© Dan Pancamo/Wikimedia Commons (CC 2.0)

American Redstart

American Redstart
Setophaga ruticilla
Perching Birds | Family: Wood Warblers, Parulidae

An estimated 43% of the species' North American population breeds within the Boreal Forest.

Listen:
 

Overview

This is one of the most numerous warblers in North America, because its favored habitat, second-growth woodland, covers such extensive areas of the continent. The American Redstart has a distinctive habit of dropping down suddenly in pursuit of a flying insect, then fanning its brightly marked tail from side to side. Only after a full year do males acquire the black-and-orange adult plumage, so it is not unusual to find what appears to be a female singing and displaying like a male.

Description

4 1/2-5 1/2" (11-14 cm). Male black with bright orange patches on wings and tail; white belly. Females and young birds dull olive-brown above, white below, with yellow wing and tail patches.

Voice

5 or 6 high-pitched notes or 2-note phrases, ending with an upward or downward inflection: chewy-chewy-chewy, chew-chew-chew.

Nesting

4 dull-white eggs, speckled with brown, in a neat, well-made cup of grass, bark shreds, plant fibers, and spiderweb lined with fine grass and hair, and placed in a fork in a sapling or next to the trunk of a tree.

Habitat

Second-growth woodlands; thickets with saplings.

Range/Migration

This extremely widespread species is a late migrant, not reaching the southern states until mid-April, but some individuals reach their northern breeding locations by mid-May. American Redstarts seldom stop for more than a day during their spring migration.

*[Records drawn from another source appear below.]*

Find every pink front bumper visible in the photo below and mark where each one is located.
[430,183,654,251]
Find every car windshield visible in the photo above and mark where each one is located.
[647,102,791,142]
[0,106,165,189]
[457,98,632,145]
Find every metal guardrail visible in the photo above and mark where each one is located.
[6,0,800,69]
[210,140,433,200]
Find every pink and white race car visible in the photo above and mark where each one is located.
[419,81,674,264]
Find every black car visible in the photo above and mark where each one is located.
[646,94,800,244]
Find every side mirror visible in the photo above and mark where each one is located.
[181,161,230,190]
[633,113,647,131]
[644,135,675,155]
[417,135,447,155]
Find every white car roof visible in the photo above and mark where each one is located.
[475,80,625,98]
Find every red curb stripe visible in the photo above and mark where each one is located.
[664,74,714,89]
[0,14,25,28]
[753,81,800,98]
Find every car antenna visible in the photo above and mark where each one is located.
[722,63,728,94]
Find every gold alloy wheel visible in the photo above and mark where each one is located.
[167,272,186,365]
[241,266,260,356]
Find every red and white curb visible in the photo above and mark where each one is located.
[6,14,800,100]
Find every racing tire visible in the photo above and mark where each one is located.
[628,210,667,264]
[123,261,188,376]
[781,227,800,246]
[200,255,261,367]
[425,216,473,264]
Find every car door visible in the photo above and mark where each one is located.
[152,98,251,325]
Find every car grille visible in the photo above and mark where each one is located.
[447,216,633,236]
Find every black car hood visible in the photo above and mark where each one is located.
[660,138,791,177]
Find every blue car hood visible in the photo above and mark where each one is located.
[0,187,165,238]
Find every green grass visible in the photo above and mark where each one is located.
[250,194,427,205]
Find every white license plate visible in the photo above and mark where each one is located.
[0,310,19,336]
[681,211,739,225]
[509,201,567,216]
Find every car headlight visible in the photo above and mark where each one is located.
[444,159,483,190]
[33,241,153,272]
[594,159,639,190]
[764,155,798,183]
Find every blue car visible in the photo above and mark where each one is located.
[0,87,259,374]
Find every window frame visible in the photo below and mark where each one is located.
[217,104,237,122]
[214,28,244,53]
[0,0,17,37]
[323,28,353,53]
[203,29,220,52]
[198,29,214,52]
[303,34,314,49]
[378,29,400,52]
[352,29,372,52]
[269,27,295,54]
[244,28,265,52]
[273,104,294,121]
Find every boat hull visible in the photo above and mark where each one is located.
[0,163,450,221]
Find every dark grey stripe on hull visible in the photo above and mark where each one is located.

Evidence from banded bird recoveries indicates the following migration trends: western breeding populations winter in Mexico, birds that breed in the central part of North America winter in Central America and western South America, and those that breed in the eastern states winter in northern South America and the Caribbean. Mature males show a tendency to winter farther north than females and young males.

Breeds from southeastern Alaska east to central Manitoba, Quebec, and Newfoundland, and south to northern California, Colorado, Oklahoma, northern Louisiana, and South Carolina. Winters in California, Texas, and Florida, and in tropics.